STEVEN Burke’s patience was rewarded last night as Britain’s pursuiters refused to be overshadowed by their sprint team mates.
The Colne star was denied a ride in the individual event and watched Welshman Geraint Thomas clock the second fastest time ever for the 4km distance.
But the Beijing Olympic individual bronze medallist joined Thomas, Ed Clancy and late replacement Andy Tennant for the team event.
And the ‘fab four’ proved far too strong for the Spanish quartet in a one-sided final at Manchester’s National Cycling Centre.
They caught the Spaniards at three-quarter distance and went on to stop the clock at 3mins 54.395 seconds.
“It’s the second fastest of all time so we’re really pleased,” said the 21-year-old national 1km champion.
“The second round we went out on a 3:56 schedule so we were hoping for a 56 or hopefully sneak a 55.
“But to get 3:54 is unbelievable really. We also had to qualify really early this morning so to do a 3:57 that early and just out of bed was unexpected.
“We planned to catch the Spaniards at the end of our second turn so it worked out about right.
“In fact, everything worked out perfectly really on the day. The exciting thing is that not everyone is on top form.

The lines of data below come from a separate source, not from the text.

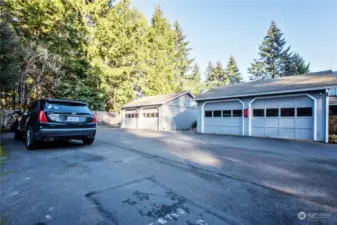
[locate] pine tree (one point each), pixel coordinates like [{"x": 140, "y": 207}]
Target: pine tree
[
  {"x": 181, "y": 56},
  {"x": 275, "y": 61},
  {"x": 294, "y": 64},
  {"x": 196, "y": 76},
  {"x": 219, "y": 74},
  {"x": 269, "y": 65},
  {"x": 192, "y": 82},
  {"x": 232, "y": 71},
  {"x": 209, "y": 73}
]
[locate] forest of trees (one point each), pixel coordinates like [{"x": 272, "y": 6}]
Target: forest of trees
[{"x": 106, "y": 53}]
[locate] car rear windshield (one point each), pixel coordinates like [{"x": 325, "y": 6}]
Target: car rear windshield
[{"x": 66, "y": 107}]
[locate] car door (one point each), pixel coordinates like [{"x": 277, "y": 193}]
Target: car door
[{"x": 29, "y": 117}]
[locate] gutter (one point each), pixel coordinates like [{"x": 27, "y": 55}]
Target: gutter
[{"x": 266, "y": 93}]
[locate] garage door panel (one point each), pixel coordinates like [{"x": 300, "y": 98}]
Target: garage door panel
[
  {"x": 149, "y": 119},
  {"x": 287, "y": 122},
  {"x": 272, "y": 122},
  {"x": 272, "y": 132},
  {"x": 259, "y": 104},
  {"x": 223, "y": 125},
  {"x": 304, "y": 123},
  {"x": 288, "y": 133},
  {"x": 296, "y": 127},
  {"x": 270, "y": 103},
  {"x": 304, "y": 134},
  {"x": 258, "y": 132},
  {"x": 231, "y": 130},
  {"x": 223, "y": 106},
  {"x": 303, "y": 102},
  {"x": 258, "y": 122},
  {"x": 130, "y": 122},
  {"x": 212, "y": 129},
  {"x": 286, "y": 102}
]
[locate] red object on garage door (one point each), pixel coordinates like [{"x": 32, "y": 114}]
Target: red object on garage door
[{"x": 245, "y": 112}]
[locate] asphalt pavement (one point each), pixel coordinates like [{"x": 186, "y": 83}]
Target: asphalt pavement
[{"x": 148, "y": 177}]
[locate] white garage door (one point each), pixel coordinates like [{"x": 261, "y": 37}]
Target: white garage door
[
  {"x": 223, "y": 118},
  {"x": 290, "y": 118},
  {"x": 150, "y": 119},
  {"x": 130, "y": 119}
]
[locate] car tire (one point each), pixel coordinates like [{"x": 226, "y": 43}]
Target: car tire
[
  {"x": 88, "y": 141},
  {"x": 17, "y": 135},
  {"x": 30, "y": 139}
]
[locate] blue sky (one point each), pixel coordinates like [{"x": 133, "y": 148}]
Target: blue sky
[{"x": 217, "y": 29}]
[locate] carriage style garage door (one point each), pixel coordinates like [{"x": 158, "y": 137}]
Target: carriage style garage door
[
  {"x": 130, "y": 119},
  {"x": 223, "y": 118},
  {"x": 290, "y": 118},
  {"x": 150, "y": 119}
]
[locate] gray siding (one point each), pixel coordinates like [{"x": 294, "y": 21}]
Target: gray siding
[
  {"x": 333, "y": 92},
  {"x": 321, "y": 112},
  {"x": 179, "y": 113}
]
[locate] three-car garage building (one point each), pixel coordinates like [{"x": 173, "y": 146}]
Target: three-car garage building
[
  {"x": 174, "y": 111},
  {"x": 294, "y": 107}
]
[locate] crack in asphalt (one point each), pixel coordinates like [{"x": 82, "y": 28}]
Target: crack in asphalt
[
  {"x": 171, "y": 162},
  {"x": 162, "y": 210}
]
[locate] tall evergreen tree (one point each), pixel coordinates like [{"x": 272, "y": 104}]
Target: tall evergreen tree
[
  {"x": 294, "y": 64},
  {"x": 192, "y": 82},
  {"x": 219, "y": 74},
  {"x": 181, "y": 56},
  {"x": 276, "y": 60},
  {"x": 160, "y": 77},
  {"x": 215, "y": 76},
  {"x": 232, "y": 71},
  {"x": 271, "y": 51},
  {"x": 209, "y": 73}
]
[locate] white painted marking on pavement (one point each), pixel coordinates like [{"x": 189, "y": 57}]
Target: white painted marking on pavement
[
  {"x": 175, "y": 215},
  {"x": 201, "y": 222},
  {"x": 168, "y": 216},
  {"x": 181, "y": 211},
  {"x": 161, "y": 221}
]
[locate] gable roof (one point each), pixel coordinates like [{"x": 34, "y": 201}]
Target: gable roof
[
  {"x": 155, "y": 100},
  {"x": 297, "y": 83},
  {"x": 333, "y": 100}
]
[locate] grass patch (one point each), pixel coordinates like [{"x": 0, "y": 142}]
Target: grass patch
[
  {"x": 333, "y": 139},
  {"x": 1, "y": 151},
  {"x": 71, "y": 165}
]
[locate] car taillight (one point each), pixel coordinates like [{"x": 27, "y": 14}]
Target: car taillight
[{"x": 42, "y": 117}]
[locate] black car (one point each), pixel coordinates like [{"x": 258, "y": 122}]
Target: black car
[{"x": 52, "y": 119}]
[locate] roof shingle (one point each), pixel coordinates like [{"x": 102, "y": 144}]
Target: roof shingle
[
  {"x": 154, "y": 100},
  {"x": 271, "y": 86}
]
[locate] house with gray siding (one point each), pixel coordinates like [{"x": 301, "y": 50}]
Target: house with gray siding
[
  {"x": 294, "y": 107},
  {"x": 175, "y": 111}
]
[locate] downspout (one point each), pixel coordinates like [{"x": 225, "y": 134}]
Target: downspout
[
  {"x": 228, "y": 100},
  {"x": 327, "y": 102},
  {"x": 123, "y": 118},
  {"x": 284, "y": 96}
]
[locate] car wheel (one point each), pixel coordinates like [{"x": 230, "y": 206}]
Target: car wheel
[
  {"x": 88, "y": 141},
  {"x": 30, "y": 139},
  {"x": 17, "y": 135}
]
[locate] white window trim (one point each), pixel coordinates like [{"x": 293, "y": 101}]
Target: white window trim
[
  {"x": 150, "y": 107},
  {"x": 228, "y": 100},
  {"x": 327, "y": 102},
  {"x": 284, "y": 96}
]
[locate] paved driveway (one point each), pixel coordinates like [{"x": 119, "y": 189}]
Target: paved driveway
[{"x": 147, "y": 177}]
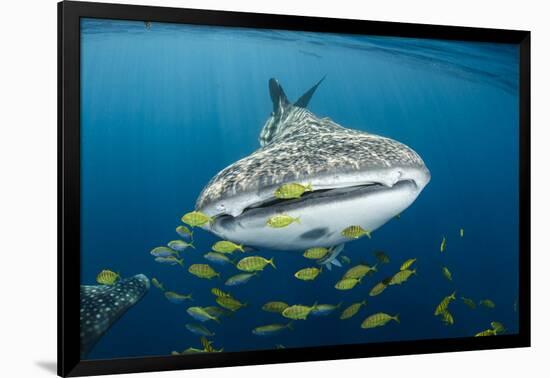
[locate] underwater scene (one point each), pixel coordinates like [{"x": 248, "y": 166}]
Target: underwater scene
[{"x": 248, "y": 189}]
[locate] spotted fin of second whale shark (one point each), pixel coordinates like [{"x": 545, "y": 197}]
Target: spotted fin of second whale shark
[{"x": 102, "y": 305}]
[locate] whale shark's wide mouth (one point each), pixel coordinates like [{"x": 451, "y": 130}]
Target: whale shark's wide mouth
[{"x": 323, "y": 195}]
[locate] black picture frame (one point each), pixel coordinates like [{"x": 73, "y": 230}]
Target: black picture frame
[{"x": 69, "y": 14}]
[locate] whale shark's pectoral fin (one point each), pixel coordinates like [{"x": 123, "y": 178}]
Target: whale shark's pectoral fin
[
  {"x": 278, "y": 96},
  {"x": 306, "y": 97},
  {"x": 103, "y": 305}
]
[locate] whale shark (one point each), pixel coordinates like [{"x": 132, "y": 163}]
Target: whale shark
[
  {"x": 102, "y": 305},
  {"x": 358, "y": 178}
]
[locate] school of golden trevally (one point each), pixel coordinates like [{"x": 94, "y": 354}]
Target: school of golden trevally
[{"x": 247, "y": 264}]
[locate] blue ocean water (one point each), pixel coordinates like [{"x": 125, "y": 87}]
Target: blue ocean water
[{"x": 163, "y": 109}]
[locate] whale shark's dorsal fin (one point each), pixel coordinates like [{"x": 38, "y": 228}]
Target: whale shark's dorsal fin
[
  {"x": 283, "y": 110},
  {"x": 278, "y": 96},
  {"x": 304, "y": 100}
]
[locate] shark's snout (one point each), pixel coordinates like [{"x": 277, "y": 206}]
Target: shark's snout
[{"x": 357, "y": 179}]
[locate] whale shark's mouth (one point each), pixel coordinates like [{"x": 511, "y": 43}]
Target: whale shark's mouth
[{"x": 325, "y": 195}]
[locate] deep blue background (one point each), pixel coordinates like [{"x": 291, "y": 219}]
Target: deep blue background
[{"x": 165, "y": 109}]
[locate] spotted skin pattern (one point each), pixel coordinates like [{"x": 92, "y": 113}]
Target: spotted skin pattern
[{"x": 296, "y": 145}]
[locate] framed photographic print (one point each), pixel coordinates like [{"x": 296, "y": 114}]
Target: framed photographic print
[{"x": 239, "y": 188}]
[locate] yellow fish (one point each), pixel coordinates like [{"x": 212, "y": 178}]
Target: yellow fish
[
  {"x": 498, "y": 327},
  {"x": 254, "y": 263},
  {"x": 447, "y": 318},
  {"x": 203, "y": 271},
  {"x": 219, "y": 293},
  {"x": 196, "y": 218},
  {"x": 177, "y": 298},
  {"x": 347, "y": 283},
  {"x": 487, "y": 332},
  {"x": 107, "y": 277},
  {"x": 401, "y": 276},
  {"x": 184, "y": 232},
  {"x": 442, "y": 306},
  {"x": 276, "y": 307},
  {"x": 157, "y": 284},
  {"x": 443, "y": 245},
  {"x": 359, "y": 271},
  {"x": 292, "y": 190},
  {"x": 298, "y": 312},
  {"x": 316, "y": 253},
  {"x": 378, "y": 320},
  {"x": 407, "y": 264},
  {"x": 207, "y": 346},
  {"x": 281, "y": 220},
  {"x": 225, "y": 246},
  {"x": 352, "y": 309},
  {"x": 447, "y": 273},
  {"x": 345, "y": 259},
  {"x": 487, "y": 303},
  {"x": 307, "y": 274},
  {"x": 229, "y": 303},
  {"x": 355, "y": 232},
  {"x": 379, "y": 287}
]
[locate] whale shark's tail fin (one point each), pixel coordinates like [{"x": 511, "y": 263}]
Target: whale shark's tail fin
[{"x": 304, "y": 100}]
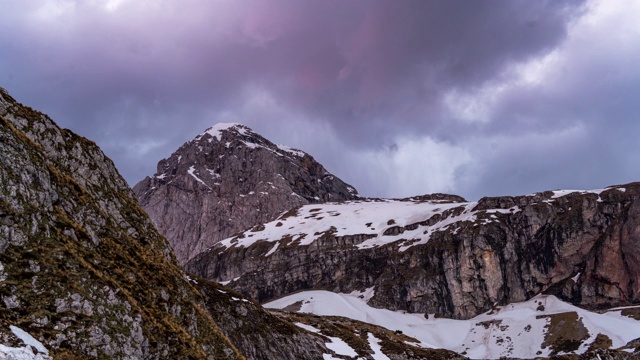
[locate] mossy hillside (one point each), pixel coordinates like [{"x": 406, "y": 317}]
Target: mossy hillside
[
  {"x": 255, "y": 331},
  {"x": 84, "y": 270},
  {"x": 394, "y": 344}
]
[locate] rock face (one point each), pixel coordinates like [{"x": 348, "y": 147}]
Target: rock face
[
  {"x": 442, "y": 255},
  {"x": 85, "y": 272},
  {"x": 227, "y": 180}
]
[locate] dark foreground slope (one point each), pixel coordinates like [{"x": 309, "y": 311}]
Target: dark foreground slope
[{"x": 83, "y": 269}]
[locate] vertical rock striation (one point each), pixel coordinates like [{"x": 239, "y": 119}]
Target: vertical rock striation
[
  {"x": 227, "y": 180},
  {"x": 456, "y": 259}
]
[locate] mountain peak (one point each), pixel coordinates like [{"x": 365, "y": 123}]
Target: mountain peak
[
  {"x": 228, "y": 179},
  {"x": 216, "y": 130}
]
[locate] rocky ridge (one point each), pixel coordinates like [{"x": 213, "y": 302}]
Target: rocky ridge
[
  {"x": 228, "y": 179},
  {"x": 85, "y": 274},
  {"x": 447, "y": 257}
]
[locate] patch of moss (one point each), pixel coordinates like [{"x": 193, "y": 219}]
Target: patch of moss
[{"x": 565, "y": 332}]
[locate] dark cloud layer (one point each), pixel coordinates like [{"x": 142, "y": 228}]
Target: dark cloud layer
[{"x": 396, "y": 97}]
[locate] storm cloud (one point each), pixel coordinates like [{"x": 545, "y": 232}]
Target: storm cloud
[{"x": 396, "y": 97}]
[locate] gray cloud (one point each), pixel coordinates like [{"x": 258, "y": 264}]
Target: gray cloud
[{"x": 401, "y": 97}]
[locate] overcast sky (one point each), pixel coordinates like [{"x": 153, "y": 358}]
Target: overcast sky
[{"x": 397, "y": 98}]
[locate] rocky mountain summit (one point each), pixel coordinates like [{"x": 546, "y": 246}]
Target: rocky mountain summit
[
  {"x": 85, "y": 274},
  {"x": 228, "y": 179}
]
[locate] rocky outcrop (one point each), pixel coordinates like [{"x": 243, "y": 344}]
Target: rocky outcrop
[
  {"x": 227, "y": 180},
  {"x": 451, "y": 259},
  {"x": 85, "y": 272}
]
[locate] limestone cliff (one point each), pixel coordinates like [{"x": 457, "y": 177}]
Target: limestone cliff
[
  {"x": 85, "y": 272},
  {"x": 226, "y": 180},
  {"x": 445, "y": 256}
]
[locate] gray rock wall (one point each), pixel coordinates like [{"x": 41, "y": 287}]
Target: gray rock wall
[
  {"x": 211, "y": 188},
  {"x": 582, "y": 247}
]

“So, I think the world record’s going to go in the next couple of years at least, hopefully to us.”
Despite his individual success in China, Burke wasn’t part of the quartet that established the benchmark time of 3:53.314.
However, with Paul Manning now retired and Chorley based Bradley Wiggins concentrating on a road career, Burke is very much part of the future.
And he was delighted to play his part in Britain’s success at the opening World Cup event of the new series after kicking his heels for the previous two days.
“It’s been boring in the hotel,” he admitted. “All you can do is rest and go on your laptop.
“Normally, the team pursuit is on the second day of the World Cup, which isn’t too bad.
“But when you have seen all your team-mates out there, winning medals, you want to get out there and have a go yourself.”
Team GB collected 10 of the 17 gold medals on offer plus four silvers and a solitary bronze.
Four time Olympic champion, Sir Chris Hoy claimed three of them.
Lizzie Armitstead, Wendy Houvenaghel and Jo Rowsell established a new world record for the women’s team pursuit of 3:21.875.